Мне тут же вспомнилось, что украинцы называют сказки "казками" — то ли от слова сказывать, то ли от казать.
— Слушай себя почаще, как заговор читаешь, и следи — слышишь ли голос. Как голос пропадать начнет, считай, в стих вышел.
— В стих?— переспросил я, хотя мне объясняли это понятие раньше. Мне хотелось услышать бабы-любино объяснение.
— Стихать начал, значит... стихия тебя слушаться начала. Тогда все, что говорить будешь, станет сказываться, люди заслушиваться будут... Опасно.
— Опасно? Почему?
— Соблазн. Сам поймешь, когда-нибудь. Давай лучше любже поучу!
— Давай! Только, баб Люб, ведь это грех!— пошутил я.— Ведь это же помимо воли!

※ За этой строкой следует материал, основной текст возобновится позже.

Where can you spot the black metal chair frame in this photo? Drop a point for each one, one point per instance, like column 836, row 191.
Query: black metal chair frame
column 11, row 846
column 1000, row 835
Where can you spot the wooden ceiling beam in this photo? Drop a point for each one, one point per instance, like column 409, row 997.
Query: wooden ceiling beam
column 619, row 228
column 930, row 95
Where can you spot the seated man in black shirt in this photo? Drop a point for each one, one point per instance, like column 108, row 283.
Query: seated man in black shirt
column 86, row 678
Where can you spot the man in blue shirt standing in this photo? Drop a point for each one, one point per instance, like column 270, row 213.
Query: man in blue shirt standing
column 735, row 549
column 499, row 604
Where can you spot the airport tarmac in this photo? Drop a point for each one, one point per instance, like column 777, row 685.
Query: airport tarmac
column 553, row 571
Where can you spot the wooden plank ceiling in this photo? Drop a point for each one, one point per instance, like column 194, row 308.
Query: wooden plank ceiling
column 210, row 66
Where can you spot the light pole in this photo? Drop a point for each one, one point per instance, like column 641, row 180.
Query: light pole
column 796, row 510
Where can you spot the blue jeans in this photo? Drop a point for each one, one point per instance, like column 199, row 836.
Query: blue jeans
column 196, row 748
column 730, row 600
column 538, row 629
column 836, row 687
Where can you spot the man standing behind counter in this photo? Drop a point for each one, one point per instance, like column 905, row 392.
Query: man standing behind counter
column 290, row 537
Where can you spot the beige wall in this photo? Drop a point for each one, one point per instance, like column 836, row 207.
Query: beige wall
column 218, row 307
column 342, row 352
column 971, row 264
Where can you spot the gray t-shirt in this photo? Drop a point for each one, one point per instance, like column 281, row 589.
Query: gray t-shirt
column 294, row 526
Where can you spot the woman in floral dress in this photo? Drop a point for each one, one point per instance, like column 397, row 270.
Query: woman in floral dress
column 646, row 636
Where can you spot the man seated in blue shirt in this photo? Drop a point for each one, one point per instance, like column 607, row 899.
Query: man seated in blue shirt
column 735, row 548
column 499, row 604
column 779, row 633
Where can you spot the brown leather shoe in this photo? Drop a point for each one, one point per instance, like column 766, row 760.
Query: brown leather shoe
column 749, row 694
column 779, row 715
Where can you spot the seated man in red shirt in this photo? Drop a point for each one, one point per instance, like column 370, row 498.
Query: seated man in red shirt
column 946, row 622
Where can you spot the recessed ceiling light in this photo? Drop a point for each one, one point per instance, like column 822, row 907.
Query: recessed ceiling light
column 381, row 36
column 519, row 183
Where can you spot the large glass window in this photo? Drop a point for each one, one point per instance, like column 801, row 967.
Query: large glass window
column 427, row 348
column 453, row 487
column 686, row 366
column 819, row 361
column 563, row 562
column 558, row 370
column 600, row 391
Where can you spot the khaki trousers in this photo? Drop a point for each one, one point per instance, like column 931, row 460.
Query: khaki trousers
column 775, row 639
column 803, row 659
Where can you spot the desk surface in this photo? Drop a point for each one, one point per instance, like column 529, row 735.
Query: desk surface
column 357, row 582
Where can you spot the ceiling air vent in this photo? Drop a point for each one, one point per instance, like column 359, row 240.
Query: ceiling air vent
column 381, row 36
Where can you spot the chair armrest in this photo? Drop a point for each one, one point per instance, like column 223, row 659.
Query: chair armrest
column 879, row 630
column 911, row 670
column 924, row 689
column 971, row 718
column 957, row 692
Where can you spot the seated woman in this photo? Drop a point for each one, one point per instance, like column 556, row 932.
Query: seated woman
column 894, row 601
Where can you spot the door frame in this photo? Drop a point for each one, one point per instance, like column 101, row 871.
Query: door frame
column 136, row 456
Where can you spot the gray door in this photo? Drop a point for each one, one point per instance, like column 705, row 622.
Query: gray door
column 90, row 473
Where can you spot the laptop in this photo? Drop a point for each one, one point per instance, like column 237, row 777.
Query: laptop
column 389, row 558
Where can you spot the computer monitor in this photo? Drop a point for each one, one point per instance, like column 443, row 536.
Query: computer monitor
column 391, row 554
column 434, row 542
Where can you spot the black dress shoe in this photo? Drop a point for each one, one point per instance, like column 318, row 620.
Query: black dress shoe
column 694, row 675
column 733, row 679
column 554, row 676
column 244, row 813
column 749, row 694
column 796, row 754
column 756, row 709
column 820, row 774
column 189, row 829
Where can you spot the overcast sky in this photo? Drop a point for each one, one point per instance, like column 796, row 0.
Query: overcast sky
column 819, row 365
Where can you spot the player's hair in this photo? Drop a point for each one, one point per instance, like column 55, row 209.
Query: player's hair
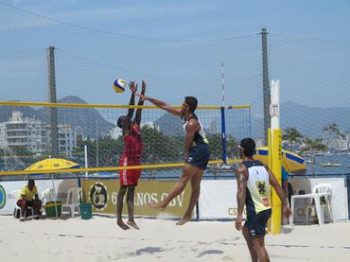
column 192, row 102
column 248, row 146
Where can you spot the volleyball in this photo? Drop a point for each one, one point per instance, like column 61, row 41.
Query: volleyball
column 119, row 85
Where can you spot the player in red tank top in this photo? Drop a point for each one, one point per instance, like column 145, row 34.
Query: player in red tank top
column 131, row 156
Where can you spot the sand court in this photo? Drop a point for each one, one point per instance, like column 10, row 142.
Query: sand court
column 99, row 239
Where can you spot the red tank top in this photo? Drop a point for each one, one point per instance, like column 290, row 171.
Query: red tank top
column 133, row 145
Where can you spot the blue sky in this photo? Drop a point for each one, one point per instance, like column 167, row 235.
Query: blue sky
column 177, row 46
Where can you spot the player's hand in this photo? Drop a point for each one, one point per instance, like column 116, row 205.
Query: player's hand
column 133, row 87
column 238, row 223
column 141, row 96
column 144, row 87
column 287, row 212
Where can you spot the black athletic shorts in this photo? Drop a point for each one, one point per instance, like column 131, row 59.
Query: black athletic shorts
column 199, row 156
column 257, row 224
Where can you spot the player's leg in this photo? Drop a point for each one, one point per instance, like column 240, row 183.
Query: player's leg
column 259, row 247
column 250, row 245
column 195, row 186
column 120, row 199
column 130, row 202
column 23, row 205
column 187, row 172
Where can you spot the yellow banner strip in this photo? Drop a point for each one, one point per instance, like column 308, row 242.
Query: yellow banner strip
column 103, row 169
column 76, row 105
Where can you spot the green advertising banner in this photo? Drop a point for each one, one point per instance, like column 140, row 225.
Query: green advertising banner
column 102, row 194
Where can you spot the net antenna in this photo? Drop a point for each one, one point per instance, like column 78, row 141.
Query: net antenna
column 223, row 83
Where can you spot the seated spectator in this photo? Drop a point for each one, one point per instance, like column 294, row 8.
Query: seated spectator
column 29, row 198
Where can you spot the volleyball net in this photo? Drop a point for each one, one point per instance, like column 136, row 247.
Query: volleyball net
column 87, row 135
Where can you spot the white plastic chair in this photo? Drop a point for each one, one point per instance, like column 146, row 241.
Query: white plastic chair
column 319, row 191
column 73, row 200
column 326, row 192
column 16, row 194
column 47, row 196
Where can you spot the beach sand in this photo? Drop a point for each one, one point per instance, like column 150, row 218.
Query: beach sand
column 99, row 239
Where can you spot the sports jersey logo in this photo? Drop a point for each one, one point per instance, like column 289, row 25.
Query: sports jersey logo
column 98, row 196
column 2, row 197
column 261, row 187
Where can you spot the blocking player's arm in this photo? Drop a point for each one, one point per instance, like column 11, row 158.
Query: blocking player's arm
column 161, row 104
column 191, row 129
column 241, row 174
column 140, row 103
column 133, row 88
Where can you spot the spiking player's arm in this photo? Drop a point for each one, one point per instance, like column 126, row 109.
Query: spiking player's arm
column 140, row 103
column 161, row 104
column 133, row 88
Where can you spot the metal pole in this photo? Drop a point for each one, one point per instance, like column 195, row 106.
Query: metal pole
column 266, row 85
column 52, row 99
column 86, row 159
column 223, row 126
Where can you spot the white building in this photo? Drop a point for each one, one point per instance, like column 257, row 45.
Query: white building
column 25, row 132
column 34, row 134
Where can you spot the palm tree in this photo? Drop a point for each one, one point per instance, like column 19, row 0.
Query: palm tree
column 292, row 135
column 332, row 131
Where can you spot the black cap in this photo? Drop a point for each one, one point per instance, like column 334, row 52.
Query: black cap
column 121, row 121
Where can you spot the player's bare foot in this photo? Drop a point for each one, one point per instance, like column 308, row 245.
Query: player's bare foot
column 183, row 221
column 132, row 224
column 155, row 205
column 122, row 225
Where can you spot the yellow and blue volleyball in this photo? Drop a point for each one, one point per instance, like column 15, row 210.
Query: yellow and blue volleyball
column 119, row 85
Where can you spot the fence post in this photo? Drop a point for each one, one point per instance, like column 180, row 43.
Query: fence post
column 223, row 134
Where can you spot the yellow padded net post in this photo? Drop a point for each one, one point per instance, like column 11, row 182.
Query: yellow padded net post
column 275, row 147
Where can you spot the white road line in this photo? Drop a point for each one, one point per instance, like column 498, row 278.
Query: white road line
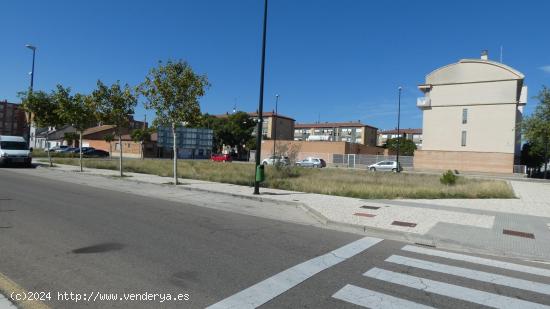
column 272, row 287
column 454, row 291
column 472, row 274
column 374, row 300
column 478, row 260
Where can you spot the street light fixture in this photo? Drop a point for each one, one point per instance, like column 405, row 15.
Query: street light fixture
column 29, row 120
column 398, row 124
column 260, row 106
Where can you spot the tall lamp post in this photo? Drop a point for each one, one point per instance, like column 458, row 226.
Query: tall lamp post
column 276, row 118
column 29, row 120
column 260, row 105
column 398, row 124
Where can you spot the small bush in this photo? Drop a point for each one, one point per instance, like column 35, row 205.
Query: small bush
column 448, row 178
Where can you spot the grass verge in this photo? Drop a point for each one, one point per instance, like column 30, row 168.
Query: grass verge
column 340, row 182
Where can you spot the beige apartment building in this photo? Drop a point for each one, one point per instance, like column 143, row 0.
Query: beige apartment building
column 352, row 132
column 471, row 111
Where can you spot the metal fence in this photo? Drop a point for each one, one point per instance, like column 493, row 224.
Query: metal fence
column 362, row 161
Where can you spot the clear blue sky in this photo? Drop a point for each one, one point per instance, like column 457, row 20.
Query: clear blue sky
column 341, row 59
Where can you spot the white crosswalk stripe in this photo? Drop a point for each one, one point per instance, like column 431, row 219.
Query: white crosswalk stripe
column 450, row 290
column 374, row 300
column 478, row 260
column 472, row 274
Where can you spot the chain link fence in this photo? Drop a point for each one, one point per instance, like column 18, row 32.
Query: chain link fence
column 361, row 161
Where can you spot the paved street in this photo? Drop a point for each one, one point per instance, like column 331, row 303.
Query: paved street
column 63, row 236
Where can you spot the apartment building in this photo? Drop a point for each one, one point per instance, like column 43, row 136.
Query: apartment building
column 353, row 132
column 12, row 119
column 414, row 135
column 471, row 112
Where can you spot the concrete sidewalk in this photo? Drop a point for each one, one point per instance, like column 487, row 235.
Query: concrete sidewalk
column 506, row 227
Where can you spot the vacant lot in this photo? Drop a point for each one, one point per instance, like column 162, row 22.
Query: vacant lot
column 352, row 183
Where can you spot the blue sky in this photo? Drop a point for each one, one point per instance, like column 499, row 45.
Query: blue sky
column 337, row 60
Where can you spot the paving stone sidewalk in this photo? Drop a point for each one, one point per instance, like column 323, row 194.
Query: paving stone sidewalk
column 509, row 227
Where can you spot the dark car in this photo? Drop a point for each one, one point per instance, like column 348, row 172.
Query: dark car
column 96, row 153
column 221, row 158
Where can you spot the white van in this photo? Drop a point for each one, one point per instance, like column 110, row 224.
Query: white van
column 14, row 149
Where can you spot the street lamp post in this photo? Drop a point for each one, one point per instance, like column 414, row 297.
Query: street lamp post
column 275, row 117
column 260, row 105
column 398, row 124
column 29, row 120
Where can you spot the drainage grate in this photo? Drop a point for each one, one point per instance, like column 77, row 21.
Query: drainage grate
column 362, row 214
column 401, row 223
column 519, row 234
column 370, row 207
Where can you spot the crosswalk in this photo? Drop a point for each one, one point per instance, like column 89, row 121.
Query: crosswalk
column 365, row 297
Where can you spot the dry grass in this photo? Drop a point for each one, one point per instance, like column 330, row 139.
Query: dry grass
column 351, row 183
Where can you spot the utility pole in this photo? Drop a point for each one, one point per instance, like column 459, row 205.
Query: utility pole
column 275, row 117
column 30, row 116
column 398, row 124
column 260, row 106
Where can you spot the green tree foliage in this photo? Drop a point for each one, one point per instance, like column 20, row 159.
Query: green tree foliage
column 43, row 110
column 173, row 90
column 77, row 110
column 114, row 105
column 406, row 146
column 536, row 128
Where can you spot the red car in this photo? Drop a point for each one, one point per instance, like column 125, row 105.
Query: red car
column 221, row 157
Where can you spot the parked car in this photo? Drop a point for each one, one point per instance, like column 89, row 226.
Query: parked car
column 57, row 148
column 14, row 150
column 67, row 150
column 96, row 153
column 84, row 149
column 276, row 160
column 311, row 162
column 386, row 166
column 221, row 157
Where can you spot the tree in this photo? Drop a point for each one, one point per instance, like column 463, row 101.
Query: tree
column 532, row 155
column 406, row 146
column 140, row 136
column 536, row 128
column 77, row 110
column 114, row 105
column 44, row 111
column 173, row 91
column 109, row 138
column 70, row 137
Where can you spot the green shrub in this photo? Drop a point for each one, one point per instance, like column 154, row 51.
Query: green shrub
column 448, row 178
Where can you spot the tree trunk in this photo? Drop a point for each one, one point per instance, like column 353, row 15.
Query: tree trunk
column 48, row 150
column 175, row 148
column 120, row 159
column 80, row 142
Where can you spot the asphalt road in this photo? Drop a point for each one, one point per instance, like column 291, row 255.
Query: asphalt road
column 58, row 237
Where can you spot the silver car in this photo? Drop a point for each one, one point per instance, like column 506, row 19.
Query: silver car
column 385, row 166
column 276, row 160
column 310, row 162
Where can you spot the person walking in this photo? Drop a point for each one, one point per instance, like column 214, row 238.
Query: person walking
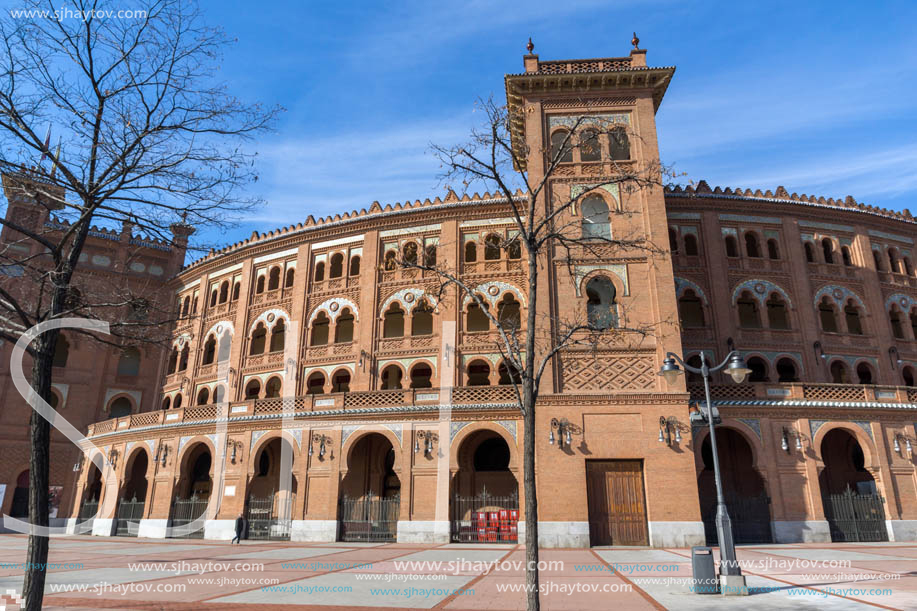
column 240, row 529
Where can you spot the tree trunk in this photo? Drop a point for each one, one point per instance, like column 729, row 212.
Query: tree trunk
column 531, row 501
column 33, row 584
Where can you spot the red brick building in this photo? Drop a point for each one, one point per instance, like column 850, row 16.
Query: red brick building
column 403, row 424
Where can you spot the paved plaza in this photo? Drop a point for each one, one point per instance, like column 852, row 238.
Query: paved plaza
column 124, row 573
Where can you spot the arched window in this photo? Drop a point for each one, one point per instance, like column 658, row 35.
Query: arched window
column 827, row 248
column 183, row 359
column 508, row 312
column 773, row 251
column 827, row 315
column 893, row 261
column 690, row 245
column 758, row 368
column 120, row 408
column 429, row 255
column 471, row 252
column 61, row 352
column 129, row 362
column 751, row 245
column 478, row 373
column 877, row 259
column 514, row 249
column 393, row 323
column 691, row 310
column 810, row 252
column 341, row 381
column 777, row 315
column 272, row 388
column 410, row 253
column 315, row 385
column 210, row 350
column 601, row 310
column 839, row 374
column 786, row 370
column 595, row 218
column 343, row 329
column 590, row 147
column 173, row 361
column 391, row 378
column 897, row 321
column 421, row 376
column 259, row 338
column 422, row 319
column 852, row 316
column 278, row 336
column 561, row 151
column 845, row 256
column 492, row 247
column 477, row 319
column 252, row 389
column 619, row 144
column 508, row 374
column 748, row 311
column 273, row 282
column 336, row 269
column 320, row 327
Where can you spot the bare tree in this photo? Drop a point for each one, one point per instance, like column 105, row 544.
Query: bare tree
column 147, row 137
column 547, row 228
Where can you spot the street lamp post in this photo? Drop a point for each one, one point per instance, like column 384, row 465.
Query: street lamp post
column 732, row 582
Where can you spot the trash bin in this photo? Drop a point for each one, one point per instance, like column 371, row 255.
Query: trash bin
column 704, row 580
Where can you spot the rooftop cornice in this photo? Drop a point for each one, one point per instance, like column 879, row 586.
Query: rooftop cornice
column 781, row 196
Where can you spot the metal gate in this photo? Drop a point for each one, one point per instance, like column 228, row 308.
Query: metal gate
column 485, row 518
column 269, row 519
column 129, row 515
column 185, row 511
column 856, row 517
column 369, row 518
column 750, row 517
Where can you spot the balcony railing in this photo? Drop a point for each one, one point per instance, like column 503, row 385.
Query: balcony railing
column 356, row 402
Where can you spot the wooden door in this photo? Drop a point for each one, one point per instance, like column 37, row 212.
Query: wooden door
column 617, row 504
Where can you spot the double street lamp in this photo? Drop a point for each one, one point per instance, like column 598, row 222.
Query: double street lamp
column 731, row 578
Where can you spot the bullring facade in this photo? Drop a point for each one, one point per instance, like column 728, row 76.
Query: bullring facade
column 403, row 424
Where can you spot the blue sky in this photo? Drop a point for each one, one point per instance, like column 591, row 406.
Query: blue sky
column 817, row 96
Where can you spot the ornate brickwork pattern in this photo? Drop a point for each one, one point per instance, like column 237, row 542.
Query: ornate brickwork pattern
column 608, row 372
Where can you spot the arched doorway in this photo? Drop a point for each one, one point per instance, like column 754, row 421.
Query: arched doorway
column 268, row 508
column 133, row 496
column 853, row 507
column 485, row 493
column 370, row 501
column 743, row 488
column 193, row 488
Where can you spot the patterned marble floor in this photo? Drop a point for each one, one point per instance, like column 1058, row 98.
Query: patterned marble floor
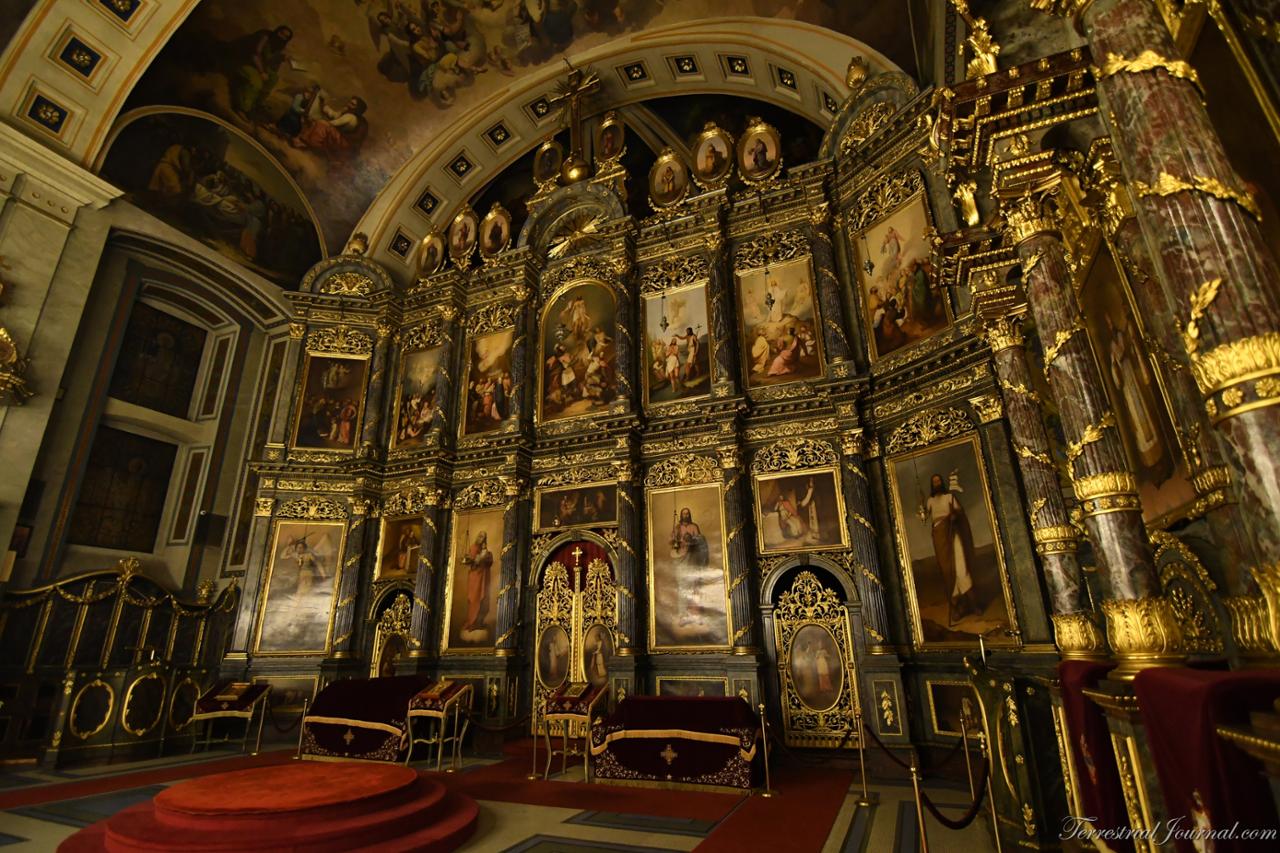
column 516, row 828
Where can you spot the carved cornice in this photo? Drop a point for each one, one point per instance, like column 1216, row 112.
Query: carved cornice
column 792, row 454
column 927, row 428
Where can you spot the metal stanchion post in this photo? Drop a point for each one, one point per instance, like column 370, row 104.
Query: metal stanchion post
column 968, row 762
column 991, row 788
column 302, row 728
column 862, row 755
column 919, row 806
column 764, row 740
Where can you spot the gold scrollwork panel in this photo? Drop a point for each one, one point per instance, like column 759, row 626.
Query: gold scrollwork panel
column 816, row 665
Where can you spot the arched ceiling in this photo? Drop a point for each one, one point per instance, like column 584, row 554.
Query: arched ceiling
column 444, row 115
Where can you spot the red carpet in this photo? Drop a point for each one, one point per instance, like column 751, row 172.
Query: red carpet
column 119, row 781
column 304, row 806
column 798, row 817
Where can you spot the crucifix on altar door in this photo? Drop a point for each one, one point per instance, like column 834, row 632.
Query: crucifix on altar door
column 568, row 96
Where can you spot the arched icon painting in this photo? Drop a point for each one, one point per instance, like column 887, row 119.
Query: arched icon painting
column 553, row 656
column 817, row 667
column 597, row 652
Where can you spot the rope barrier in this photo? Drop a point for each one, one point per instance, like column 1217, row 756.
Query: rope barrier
column 964, row 820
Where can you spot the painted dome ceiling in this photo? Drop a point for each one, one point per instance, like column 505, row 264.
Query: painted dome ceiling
column 385, row 115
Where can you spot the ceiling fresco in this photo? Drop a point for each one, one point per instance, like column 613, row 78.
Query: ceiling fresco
column 343, row 92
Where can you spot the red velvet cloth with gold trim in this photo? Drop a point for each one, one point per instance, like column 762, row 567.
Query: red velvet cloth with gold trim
column 698, row 740
column 229, row 698
column 1206, row 781
column 574, row 699
column 365, row 719
column 433, row 698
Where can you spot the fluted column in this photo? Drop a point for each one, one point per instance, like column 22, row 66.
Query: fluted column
column 348, row 584
column 725, row 365
column 286, row 404
column 424, row 584
column 1078, row 635
column 862, row 538
column 375, row 402
column 827, row 286
column 513, row 523
column 1202, row 228
column 1096, row 459
column 627, row 569
column 1206, row 464
column 746, row 634
column 451, row 337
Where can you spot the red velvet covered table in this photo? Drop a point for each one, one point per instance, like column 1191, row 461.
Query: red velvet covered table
column 694, row 740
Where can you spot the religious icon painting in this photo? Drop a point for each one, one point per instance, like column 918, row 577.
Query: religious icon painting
column 688, row 570
column 685, row 685
column 950, row 702
column 488, row 382
column 296, row 612
column 799, row 511
column 400, row 547
column 713, row 156
column 333, row 398
column 1133, row 383
column 677, row 345
column 668, row 179
column 416, row 411
column 609, row 141
column 817, row 667
column 464, row 236
column 553, row 648
column 597, row 655
column 759, row 151
column 592, row 505
column 781, row 332
column 430, row 254
column 471, row 612
column 547, row 162
column 494, row 231
column 897, row 281
column 579, row 352
column 956, row 582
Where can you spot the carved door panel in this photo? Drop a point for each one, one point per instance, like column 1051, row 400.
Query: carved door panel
column 816, row 665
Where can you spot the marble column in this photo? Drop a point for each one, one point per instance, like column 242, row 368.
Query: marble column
column 375, row 402
column 862, row 538
column 513, row 523
column 424, row 584
column 725, row 365
column 1052, row 532
column 348, row 583
column 1096, row 459
column 627, row 569
column 827, row 284
column 451, row 331
column 746, row 633
column 286, row 402
column 1206, row 464
column 1202, row 228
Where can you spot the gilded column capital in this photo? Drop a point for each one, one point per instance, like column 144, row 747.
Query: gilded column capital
column 1002, row 332
column 1143, row 633
column 1078, row 637
column 1025, row 218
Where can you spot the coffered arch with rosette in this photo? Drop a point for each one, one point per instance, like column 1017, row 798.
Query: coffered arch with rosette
column 766, row 67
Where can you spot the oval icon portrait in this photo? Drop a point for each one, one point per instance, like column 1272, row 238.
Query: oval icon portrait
column 817, row 667
column 553, row 657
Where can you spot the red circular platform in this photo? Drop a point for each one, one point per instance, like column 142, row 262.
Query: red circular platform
column 301, row 806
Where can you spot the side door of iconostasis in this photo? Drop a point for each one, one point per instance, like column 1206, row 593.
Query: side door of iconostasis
column 576, row 621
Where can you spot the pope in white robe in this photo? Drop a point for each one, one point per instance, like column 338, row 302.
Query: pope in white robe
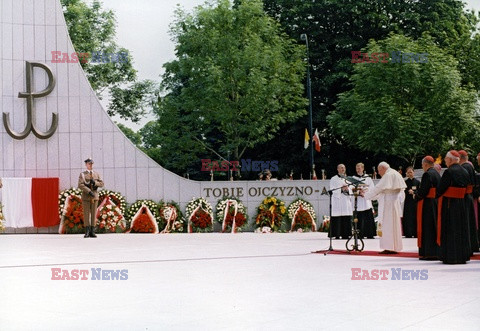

— Ну, грех!— махнула она рукой.— Иной грех и взять на себя не грех. Лучше я их влюблю, чем он ее забьет, или она ему всю душу изъест. Я брала,— улыбнулась она не очень весело.— Брала! Ни разу не пожалела... Обидно только, когда приходят и зло на тебе срывают. У нас ведь всем до всего дело есть! А все одна ненависть людская. Все от страха! Убить от страха готовы любого! Своего. Чужих-то они любят, хлебосольничают. Чужак им не враг! Вот бы своего затравить — это нас хлебом не корми! Баба Люба не однажды срывалась при мне на воспоминания о какой-то старой обиде, и у меня было даже подозрение, что пожары в ее жизни были неслучайными. Но она ни разу не согласилась рассказать об этом. Ей, как и Степанычу, тоже было некогда.